The 652-acre Félicité Island is one of the most dramatically beautiful and unspoiled islands of the 115-island nation that is the Seychelles.
With massive granite boulders fringing the shoreline and picture perfect beaches it is the island’s dramatic beauty will that make it the perfect location for the new Six Senses Zil Pasyon opening in autumn 2016.
True to Six Senses heritage of creating exceptional guest experiences in places of incredible beauty, the 30 villa Six Senses Zil Pasyon occupies just one third of the island’s land total - the rest is left to the beauty of nature and wildlife.
The resort includes 30 villas plus 17 private residences.
There will also be six distinctive dining and bar venues on the island, sport and leisure facilities, three pristine sandy beaches and an outdoor main pool.

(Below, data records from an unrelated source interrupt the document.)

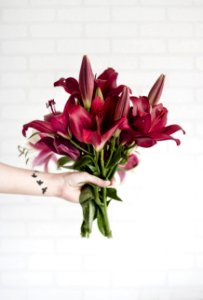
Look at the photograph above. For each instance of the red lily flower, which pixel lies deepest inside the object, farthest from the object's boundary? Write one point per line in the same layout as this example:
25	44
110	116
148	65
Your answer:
147	127
93	127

A highlight of any Six Senses resort is of course the Six Senses Spa which will feature nearly 7,000 square feet of spa space spread over 19,000 square feet of towering rocks, boulders and oceanfront.
The resort also features the Trouloulou Kid’s Villa, an interactive camp just for children between four and 12 years old.

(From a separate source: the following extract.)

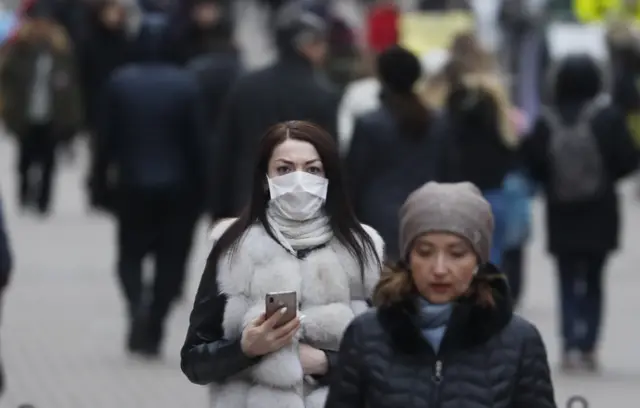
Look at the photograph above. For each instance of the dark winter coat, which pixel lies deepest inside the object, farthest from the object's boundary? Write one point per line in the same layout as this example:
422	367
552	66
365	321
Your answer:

Drawing upon the renowned Six Senses perspective of providing innovative and extensive facilities wedded to environmental responsibility, the resort has been brilliantly designed to embrace the untouched picturesque landscape of the island.
Designed by Six Senses Architecture and Design team and Richard Hywel Evans of Studio RHE in London, the resort features contemporary architecture and interiors that perfectly complement the island environment.

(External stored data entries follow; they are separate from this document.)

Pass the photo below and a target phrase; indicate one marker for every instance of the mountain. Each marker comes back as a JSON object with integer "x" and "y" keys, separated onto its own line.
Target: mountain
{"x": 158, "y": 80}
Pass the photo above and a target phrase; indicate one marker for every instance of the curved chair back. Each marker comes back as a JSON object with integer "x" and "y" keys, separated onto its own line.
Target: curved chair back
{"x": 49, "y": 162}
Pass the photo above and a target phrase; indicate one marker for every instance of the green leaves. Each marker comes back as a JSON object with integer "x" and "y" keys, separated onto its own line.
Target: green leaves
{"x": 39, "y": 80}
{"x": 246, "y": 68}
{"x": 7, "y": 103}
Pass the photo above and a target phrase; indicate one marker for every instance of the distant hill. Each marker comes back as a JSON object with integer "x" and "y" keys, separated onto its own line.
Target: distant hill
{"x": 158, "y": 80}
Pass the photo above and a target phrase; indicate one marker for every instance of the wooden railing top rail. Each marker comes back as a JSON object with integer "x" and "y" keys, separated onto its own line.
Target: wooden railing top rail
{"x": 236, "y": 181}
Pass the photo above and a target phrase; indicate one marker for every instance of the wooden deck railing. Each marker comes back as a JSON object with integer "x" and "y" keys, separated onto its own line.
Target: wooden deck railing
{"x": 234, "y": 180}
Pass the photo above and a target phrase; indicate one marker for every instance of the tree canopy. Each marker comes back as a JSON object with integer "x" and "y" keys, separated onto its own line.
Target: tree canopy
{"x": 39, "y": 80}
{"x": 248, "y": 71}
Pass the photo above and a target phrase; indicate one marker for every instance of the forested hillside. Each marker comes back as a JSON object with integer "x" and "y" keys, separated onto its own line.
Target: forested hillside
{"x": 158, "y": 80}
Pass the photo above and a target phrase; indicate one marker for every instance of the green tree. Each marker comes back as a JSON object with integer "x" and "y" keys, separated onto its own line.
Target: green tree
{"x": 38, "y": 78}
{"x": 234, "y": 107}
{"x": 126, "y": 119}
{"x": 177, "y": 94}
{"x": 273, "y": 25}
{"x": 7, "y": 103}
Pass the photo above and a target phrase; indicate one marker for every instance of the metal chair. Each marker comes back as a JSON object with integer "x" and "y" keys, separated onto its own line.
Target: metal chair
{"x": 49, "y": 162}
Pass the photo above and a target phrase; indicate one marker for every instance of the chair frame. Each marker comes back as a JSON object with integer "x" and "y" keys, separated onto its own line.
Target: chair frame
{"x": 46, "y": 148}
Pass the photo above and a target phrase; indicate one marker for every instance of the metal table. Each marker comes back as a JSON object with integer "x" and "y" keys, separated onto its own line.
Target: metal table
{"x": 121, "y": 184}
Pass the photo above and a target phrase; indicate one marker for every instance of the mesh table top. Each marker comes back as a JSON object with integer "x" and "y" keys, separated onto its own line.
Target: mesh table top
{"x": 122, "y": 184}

The resort’s architecture features uniquely attractive and comfortable spaces that appear to have evolved naturally as a collection of structures or a ‘village’ that is true to the island setting.
An intentionally restrained base palette of stone, timber, tile and fabric is used to reflect the natural surroundings of weathered rock, petrified timber, vibrant vegetation and rare orchids.
Moments of dynamic expression and exuberance are then created through the controlled use of colour, art, fabric, furniture and movement.